Marcell Dareus sat out two games for the Crimson Tide after receiving improper benefits for attending a party hosted by an agent.

Christian Petersen/Getty Images
Remember the 2005 USC Trojans before the scandal?

South Carolina lost tight end Weslye Saunders for the entire season after he was suspended indefinitely after receiving improper benefits in relation to staying at the Whitney Hotel in Columbia, South Carolina. 

 

This all occurred after the NCAA had just finished it's lengthy investigation involving Reggie Bush and USC. The sanctions imposed by the NCAA infractions committee on the Trojans football team were suppose to bring in a new era of stern discipline in college athletics. Instead, it just seemed to open a Pandora's box that revealed more misdeeds occurring at universities around the nation.

The revelations of Nevin Shapiro's past involvement with the Miami Hurricanes athletic department is just the latest chapter of NCAA corruption.

Shapiro is currently serving 20 years in prison for his involvement in $930 million Ponzi scheme.

In all likelihood more incidents like this are going to surface in the future. Many big time college football programs are supported by wealthy boosters and it's not hard to believe something similar is happening at another school right now.

Those players may not be receiving the same benefits, but the NCAA has yet to see it's final scandal involving improper benefits.

In his revelations, Shapiro talks about hanging out with former Hurricane players in high scale South Beach restaurants and night clubs.He also lets players stay at his house and use his seven-figure yacht.

 

Shapiro also put out bounties on former Florida State quarterback Chris Rix and former Florida quarterback Tim Tebow, claiming he would pay $5,000 to the player who knocked one of them out of a game. This was similar to the arrangement Luther Campbell made with former Hurricane players in the late 1980's and early 1990's.

Shapiro had close relationships with well known players including Devin Hester, Kellen Winslow Jr., Vince Wilfork, Jonathan Vilma, and Willis McGahee. There are now pictures surfacing of him with some of these players.

The most damaging fact may be the level of connections he had to the university's administration. He had a close relationship with Miami University president Donna Shalala and former athletic director Paul Dee.

Dee is the same person who was in charge of the NCAA infractions committee involved with the USC football and Memphis basketball scandals.

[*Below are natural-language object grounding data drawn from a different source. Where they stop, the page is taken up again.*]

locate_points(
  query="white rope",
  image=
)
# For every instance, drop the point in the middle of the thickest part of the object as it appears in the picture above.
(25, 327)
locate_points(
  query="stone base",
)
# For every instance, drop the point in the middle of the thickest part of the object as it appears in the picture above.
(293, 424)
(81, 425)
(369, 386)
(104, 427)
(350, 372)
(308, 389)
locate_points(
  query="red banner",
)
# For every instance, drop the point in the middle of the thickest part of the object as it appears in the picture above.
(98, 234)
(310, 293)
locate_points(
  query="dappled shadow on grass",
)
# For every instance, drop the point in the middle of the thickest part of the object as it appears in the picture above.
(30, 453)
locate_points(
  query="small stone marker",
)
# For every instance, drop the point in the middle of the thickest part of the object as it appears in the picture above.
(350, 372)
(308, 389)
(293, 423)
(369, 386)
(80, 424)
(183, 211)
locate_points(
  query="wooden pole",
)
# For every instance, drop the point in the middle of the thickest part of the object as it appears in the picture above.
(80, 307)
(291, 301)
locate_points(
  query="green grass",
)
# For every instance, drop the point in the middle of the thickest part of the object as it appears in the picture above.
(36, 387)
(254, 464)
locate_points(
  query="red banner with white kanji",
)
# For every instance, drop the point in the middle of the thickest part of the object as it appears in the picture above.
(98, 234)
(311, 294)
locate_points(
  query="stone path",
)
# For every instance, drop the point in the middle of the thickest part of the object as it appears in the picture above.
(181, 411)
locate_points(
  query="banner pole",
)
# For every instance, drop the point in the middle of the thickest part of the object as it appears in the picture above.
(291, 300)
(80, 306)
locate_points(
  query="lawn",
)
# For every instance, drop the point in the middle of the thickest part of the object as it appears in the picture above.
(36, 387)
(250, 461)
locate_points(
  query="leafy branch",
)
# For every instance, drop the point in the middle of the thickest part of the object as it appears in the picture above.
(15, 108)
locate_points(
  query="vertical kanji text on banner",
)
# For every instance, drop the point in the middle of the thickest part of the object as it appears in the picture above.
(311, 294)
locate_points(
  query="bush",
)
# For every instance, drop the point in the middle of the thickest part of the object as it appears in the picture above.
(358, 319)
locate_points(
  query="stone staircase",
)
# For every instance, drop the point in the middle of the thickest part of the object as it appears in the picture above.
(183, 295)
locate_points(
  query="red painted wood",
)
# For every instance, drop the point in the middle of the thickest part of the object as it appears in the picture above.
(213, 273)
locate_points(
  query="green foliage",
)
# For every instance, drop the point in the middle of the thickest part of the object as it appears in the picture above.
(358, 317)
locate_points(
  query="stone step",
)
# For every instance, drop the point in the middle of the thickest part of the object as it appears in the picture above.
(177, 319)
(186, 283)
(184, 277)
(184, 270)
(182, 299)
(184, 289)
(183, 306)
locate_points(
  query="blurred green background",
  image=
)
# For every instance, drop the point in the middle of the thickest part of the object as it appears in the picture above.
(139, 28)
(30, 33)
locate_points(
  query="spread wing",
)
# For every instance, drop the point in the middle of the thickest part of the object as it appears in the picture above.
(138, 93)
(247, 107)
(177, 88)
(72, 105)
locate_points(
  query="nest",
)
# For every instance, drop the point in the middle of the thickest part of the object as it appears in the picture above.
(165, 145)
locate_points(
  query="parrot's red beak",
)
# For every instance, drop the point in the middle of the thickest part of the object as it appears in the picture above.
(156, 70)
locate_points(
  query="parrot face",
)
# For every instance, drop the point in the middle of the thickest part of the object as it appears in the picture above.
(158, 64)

Nevin Shapiro's claims are only the beginning of the controversy. The investigation is just getting started and if past incidents haven proven anything, the NCAA seems to take it's time with these scandals. After all it took four years before a punishment was handed down to USC.

Those early Larry Coker teams that were loaded with NFL talent may now have a tarnished legacy like the Matt Leinart/Reggie Bush-led Trojan teams and for some, Cam Newton and the 2010 Auburn Tigers.